A two-year-old University of Illinois spinout, Photon Queue, will open a New Mexico outpost with a $500,000 state grant, anchored by a device that stores quantum information at room temperature from a standard wall outlet: no cryogenics, no ovens, no vacuum.
The device is a free-space optical quantum memory. It holds a single photon in a compact optical loop or reflection cell, so the quantum state stays in light rather than being converted to matter. Most quantum memories need cryogenic dilution refrigerators; Photon Queue's design runs at room temperature.
The grant comes from New Mexico's Quantum Technologies Award program. Photon Queue has already made commercial deliveries to Sandia National Laboratories, and the team is presenting at IEEE Quantum Week in Albuquerque.
New Mexico already hosts Quantinuum, a trapped-ion hardware company, and QuEra Computing, a neutral-atom hardware lab, with Elevate Quantum designated a federal Tech Hub. The grant adds one more tenant to that hardware corridor.

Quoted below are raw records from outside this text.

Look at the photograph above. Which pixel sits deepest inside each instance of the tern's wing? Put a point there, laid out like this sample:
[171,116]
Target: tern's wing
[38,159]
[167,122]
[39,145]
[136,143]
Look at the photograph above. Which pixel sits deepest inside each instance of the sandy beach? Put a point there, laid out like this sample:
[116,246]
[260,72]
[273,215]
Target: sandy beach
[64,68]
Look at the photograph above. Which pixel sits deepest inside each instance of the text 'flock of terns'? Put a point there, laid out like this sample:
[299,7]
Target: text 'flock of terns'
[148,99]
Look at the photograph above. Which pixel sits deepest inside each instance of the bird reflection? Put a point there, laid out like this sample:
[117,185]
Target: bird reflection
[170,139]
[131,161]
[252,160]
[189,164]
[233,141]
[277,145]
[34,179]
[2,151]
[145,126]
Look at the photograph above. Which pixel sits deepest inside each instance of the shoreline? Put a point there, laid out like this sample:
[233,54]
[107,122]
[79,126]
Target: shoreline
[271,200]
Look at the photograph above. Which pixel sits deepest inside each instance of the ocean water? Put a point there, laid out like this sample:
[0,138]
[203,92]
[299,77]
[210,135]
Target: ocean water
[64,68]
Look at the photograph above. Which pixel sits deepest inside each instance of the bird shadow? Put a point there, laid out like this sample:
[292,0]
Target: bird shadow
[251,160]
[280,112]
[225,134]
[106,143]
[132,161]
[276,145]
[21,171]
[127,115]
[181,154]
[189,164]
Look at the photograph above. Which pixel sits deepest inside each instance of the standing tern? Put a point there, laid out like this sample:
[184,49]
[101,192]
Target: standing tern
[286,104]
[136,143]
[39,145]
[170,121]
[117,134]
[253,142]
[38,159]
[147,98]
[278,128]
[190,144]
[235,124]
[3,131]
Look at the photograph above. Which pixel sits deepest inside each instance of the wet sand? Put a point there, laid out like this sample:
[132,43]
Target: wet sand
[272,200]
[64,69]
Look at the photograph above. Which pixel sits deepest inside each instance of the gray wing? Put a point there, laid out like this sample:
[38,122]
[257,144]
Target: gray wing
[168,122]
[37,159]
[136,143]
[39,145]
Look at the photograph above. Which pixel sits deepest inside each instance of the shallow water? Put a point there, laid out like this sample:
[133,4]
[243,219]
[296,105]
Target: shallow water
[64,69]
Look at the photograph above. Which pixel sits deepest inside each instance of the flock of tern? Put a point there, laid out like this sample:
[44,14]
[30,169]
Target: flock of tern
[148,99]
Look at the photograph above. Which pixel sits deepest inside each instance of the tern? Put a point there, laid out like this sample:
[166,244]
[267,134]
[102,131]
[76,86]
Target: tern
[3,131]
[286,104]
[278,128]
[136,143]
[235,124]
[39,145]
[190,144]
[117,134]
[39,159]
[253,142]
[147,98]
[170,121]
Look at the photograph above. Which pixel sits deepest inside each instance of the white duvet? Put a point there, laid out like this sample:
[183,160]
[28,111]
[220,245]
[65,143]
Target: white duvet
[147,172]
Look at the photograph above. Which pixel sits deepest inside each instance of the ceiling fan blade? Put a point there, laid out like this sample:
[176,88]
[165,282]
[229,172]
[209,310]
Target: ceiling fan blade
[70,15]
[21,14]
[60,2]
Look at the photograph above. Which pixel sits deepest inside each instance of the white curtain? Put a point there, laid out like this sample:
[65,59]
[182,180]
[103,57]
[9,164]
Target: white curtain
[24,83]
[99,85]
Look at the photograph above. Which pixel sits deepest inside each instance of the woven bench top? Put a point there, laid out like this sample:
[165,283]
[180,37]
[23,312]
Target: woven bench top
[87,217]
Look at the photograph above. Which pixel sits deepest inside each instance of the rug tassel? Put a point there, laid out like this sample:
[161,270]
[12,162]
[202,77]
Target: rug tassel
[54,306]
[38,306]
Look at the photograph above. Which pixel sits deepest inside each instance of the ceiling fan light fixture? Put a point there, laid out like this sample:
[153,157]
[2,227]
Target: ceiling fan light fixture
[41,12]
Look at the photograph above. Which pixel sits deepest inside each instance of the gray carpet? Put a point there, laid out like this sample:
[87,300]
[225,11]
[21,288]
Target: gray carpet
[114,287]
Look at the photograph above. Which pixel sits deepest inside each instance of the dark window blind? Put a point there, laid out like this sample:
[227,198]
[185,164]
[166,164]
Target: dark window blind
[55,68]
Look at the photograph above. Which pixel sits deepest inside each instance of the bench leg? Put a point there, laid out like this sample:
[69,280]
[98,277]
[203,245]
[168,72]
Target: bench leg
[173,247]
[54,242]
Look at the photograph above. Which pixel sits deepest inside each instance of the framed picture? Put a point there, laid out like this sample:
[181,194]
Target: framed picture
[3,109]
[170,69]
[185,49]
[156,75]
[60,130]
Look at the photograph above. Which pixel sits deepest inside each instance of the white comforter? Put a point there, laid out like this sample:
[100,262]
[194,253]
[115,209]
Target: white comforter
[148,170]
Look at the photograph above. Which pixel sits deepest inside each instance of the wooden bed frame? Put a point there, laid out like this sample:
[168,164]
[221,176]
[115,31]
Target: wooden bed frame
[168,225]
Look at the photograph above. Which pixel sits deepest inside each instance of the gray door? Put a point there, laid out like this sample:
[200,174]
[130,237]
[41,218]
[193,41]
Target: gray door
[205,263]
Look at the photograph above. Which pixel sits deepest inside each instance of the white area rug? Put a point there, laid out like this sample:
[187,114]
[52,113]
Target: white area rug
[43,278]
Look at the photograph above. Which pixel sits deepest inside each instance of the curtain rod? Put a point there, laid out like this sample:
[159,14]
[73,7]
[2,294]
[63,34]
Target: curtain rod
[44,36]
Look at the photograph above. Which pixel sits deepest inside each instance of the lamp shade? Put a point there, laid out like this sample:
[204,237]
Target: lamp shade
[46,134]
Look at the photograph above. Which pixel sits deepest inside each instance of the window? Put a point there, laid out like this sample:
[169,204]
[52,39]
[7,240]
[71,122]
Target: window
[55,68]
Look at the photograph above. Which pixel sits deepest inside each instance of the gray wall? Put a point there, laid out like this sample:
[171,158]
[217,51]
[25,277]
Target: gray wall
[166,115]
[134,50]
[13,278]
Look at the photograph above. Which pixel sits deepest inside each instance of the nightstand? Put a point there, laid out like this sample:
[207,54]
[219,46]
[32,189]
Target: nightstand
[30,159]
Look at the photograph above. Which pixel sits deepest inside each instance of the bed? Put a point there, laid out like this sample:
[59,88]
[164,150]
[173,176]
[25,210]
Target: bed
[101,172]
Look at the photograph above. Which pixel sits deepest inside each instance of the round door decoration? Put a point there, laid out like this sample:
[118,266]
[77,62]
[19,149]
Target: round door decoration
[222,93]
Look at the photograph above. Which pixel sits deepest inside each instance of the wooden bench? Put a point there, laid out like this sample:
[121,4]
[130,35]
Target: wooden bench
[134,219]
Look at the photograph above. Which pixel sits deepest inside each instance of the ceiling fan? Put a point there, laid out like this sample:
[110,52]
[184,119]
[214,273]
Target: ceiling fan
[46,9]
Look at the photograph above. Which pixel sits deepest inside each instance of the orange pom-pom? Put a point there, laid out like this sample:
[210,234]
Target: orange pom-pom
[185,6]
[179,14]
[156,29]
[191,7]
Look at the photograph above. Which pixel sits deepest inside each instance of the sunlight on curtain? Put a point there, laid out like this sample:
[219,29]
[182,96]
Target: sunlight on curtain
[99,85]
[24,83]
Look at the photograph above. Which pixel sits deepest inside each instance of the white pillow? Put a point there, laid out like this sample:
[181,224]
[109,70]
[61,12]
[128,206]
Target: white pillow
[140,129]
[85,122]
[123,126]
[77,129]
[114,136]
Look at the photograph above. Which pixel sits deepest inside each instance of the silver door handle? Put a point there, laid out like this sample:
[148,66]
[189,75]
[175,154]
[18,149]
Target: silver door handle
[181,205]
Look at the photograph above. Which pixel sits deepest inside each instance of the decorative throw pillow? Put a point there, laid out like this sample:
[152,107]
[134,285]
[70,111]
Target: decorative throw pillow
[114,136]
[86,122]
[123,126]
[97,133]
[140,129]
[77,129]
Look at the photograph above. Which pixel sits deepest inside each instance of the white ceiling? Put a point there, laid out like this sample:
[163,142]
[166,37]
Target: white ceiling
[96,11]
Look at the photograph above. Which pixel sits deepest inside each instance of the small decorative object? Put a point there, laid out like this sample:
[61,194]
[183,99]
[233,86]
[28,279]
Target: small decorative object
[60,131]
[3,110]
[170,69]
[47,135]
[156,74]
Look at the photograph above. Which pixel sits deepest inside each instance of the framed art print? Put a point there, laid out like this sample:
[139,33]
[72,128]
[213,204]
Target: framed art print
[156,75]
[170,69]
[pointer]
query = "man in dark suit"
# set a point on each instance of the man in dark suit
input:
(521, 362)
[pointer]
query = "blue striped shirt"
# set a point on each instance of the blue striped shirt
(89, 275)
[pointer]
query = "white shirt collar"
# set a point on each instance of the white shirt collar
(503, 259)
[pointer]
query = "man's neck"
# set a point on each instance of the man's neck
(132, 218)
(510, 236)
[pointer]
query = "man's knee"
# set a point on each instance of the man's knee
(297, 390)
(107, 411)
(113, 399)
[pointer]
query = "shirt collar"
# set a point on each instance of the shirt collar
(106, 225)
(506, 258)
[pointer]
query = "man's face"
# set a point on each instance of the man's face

Specs the company reports (bandwidth above 1 THz, end-to-end fidelity above 0.99, and noise below 10⁻⁴ photons per pulse) come from Photon Queue's own press materials and have not been independently benchmarked in a peer-reviewed venue. Five hundred thousand dollars is also modest for a quantum-hardware expansion; the grant signals a foothold, not a scale-up.